Como si no supiera
ella me pide antecedentes, la historia de mis antepasados,
las impresiones digitales.
Me pide, para reforzar el curriculum, que a partir de este
encuentro
vivamos sin ley de gravedad, en la estela que dejaron las
nubes.
Entonces yo abro y digo:
Señor maduro, acunado en un cepo liberal
y frito en óleos bautismales; duro, burlón, ligero,
soy de los tipos que lloran en el cine.
Ella me pide que la invite a cenar a la luz de las velas,
que vuelva victorioso de Itaca.
Entonces yo abro y digo:
Así como aprendí a pisar campos minados remonto fácilmente
un globo, una aurora boreal, un ave fénix.
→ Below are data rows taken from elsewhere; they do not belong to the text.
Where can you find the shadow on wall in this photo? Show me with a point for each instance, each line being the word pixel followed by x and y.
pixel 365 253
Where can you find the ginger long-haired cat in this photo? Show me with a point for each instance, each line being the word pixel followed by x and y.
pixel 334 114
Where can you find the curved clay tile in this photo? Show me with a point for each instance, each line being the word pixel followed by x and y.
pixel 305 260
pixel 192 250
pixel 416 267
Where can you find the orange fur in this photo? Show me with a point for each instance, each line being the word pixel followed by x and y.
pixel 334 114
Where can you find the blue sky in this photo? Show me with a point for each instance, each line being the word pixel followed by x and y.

Se cuela entre los dos la medianoche, con los labios
abiertos.
Ella me pide, para ponerme a prueba, que le alcance la luna,
allá, detrás de su escritorio.
Para ella la luna y las estrellas son lo más poderoso que
conoce.
Entonces yo abro y digo:
Si todas las estrellas aparecieran juntas no habría noche en
la Tierra
pero a ella se le antojó la luna.
Firmo, con la letra del lunes, una solicitud, una esperanza
y brindamos con vasitos de soda.
Ella me pide que le escriba cartas de amor, mañana,
sin importarle a qué temperatura se queman esas cartas.
Me pide que no dude,
que me prepare,
me pide una conformidad, un aforismo, en fin, una
pedantería;
que use mi voz más
seductora.
Entonces yo abro y digo:
“Todos los hombres mueren jóvenes”
y en el punto de fuga de esa frase se divisa una hoguera.
Solos en un planeta que amanece
ella me pide que la mire a los ojos y me dice:
“Te reservé, hace tiempo, la oficina que acaban de pintar”.
Cuando sonríe noto sus dientes desparejos.
Con sus manos huesudas me pide que la siga.